Asal tahu saja, kasus virus corona AS telah mengalami lonjakan karena varian Delta yang sangat menular. Sekarang ini, varian Delta menyumbang lebih dari 80% kasus virus corona di AS.


Presiden AS Joe Biden mengatakan bahwa peningkatan vaksinasi dan pemakaian masker akan membantu Amerika Serikat menghindari penguncian pandemi, penutupan dan penutupan sekolah yang dihadapi negara itu pada tahun 2020. 

Baca Juga: Begini gambaran hidup bersama virus Covid-19, jika corona tak bisa hilang

“Kami tidak akan kembali ke kebijakan tersebut,” kata Biden seperti yang dilansir Reuters.

CDC mengatakan bahwa 63,4% negara bagian AS memiliki tingkat penularan yang cukup tinggi untuk menerapkan pengenaan masker dalam ruangan dan harus segera melanjutkan kebijakan tersebut. Manhattan, Los Angeles dan San Francisco memenuhi kriteria transmisi seperti halnya seluruh negara bagian Florida. Namun tidak demikian halnya dengan Chicago dan Detroit.

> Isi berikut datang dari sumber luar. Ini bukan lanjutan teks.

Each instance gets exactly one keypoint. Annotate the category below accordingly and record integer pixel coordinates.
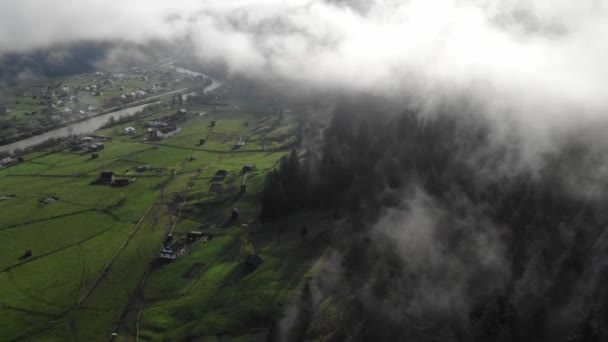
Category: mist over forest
(457, 148)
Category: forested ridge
(444, 235)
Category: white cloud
(541, 62)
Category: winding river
(92, 124)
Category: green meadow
(93, 268)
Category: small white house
(167, 253)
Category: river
(92, 124)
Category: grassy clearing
(91, 249)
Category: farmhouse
(221, 174)
(121, 182)
(216, 187)
(106, 177)
(194, 236)
(240, 142)
(168, 128)
(168, 253)
(96, 147)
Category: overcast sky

Presiden Federasi Guru Amerika Randi Weingarten memuji panduan masker CDC yang baru dalam sebuah pernyataan. Dia menyebutnya sebagai tindakan pencegahan yang diperlukan sampai anak-anak di bawah 12 tahun dapat menerima vaksin Covid-19 dan lebih banyak orang Amerika di atas 12 tahun mendapatkan vaksinasi.

Baca Juga: Ahli: Vaksin Covid-19 beri perlindungan sangat kuat terhadap corona jenis apapun

Panduan CDC sebelumnya untuk sekolah hanya meminta siswa yang tidak divaksinasi untuk memakai masker.